Il fit une pause, essayant de formuler correctement sa pensée suivante.

— Le fait est, Sire, que je ne suis pas sûr que ce soit bienséant de laisser la Vieille Garde ici. Il y a des kilomètres de mur là-haut et des douzaines d'hommes, gardes comme moi, qui n'ont toujours pas été retrouvés. Certains d'entre eux sont peut-être encore en vie et ont peut-être besoin de notre aide. Ce sont mes amis. Nous ne pouvons pas partir et les laisser à leur sort.

Aldarin le fixait intensément du fond de son casque corné.

— Quel est votre nom, garde ?

— Merad Reed, Sire Chevalier.

— Reed. Savez-vous pourquoi la Vieille Garde existe ?

— Lorsque je me suis enrôlé, les gens n'ont cessé de me dire que nous étions la lumière contre les ténèbres, le bouclier contre l'inconnu, déclara Reed, en s'efforçant d’atténuer le sarcasme de sa voix.

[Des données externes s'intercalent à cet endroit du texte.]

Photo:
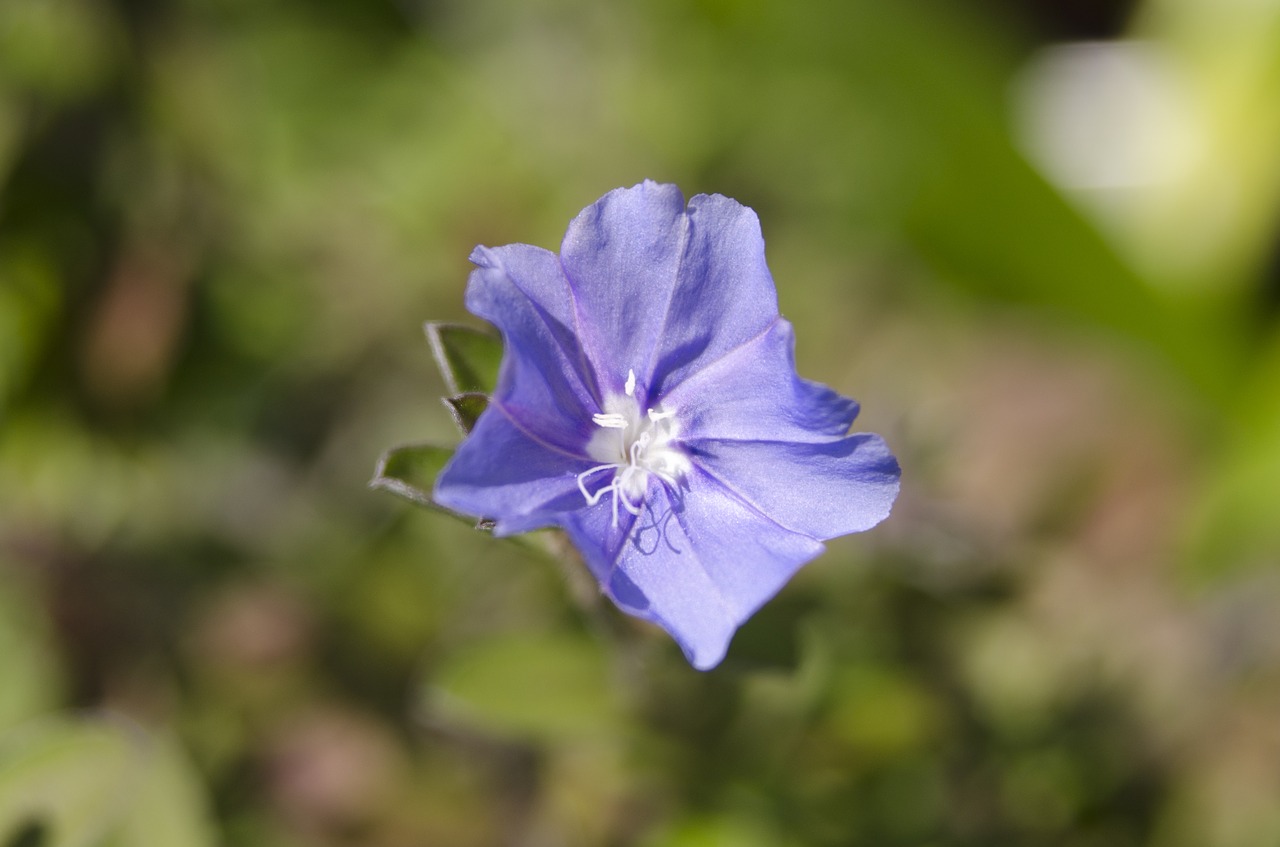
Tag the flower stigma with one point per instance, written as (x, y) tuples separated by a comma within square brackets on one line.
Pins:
[(634, 447)]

— Exactement, dit Aldarin. Votre rôle est tout aussi crucial que celui d'un soldat d'Arelium, d'un Chevalier des Douze ou d'un père de famille. Vous êtes ici pour surveiller, pour garder et, surtout, pour protéger ceux qui ne peuvent pas se protéger eux-mêmes. Saviez-vous que le premier capitaine de la Vieille Garde a été assermenté par l'un des Douze lui-même ? Que la bannière déchirée de vos baraquements fut offerte en cadeau pour honorer votre loyauté et votre dévouement ? Combien de villages entourent la Fosse ? Combien de vies ont été sauvées ce soir grâce aux actions de la Garde ?

— Mais nous ne les avons pas arrêtés ! s’exclama Reed, les mains crispées d'exaspération. Nous nous sommes battus et nous avons été massacrés.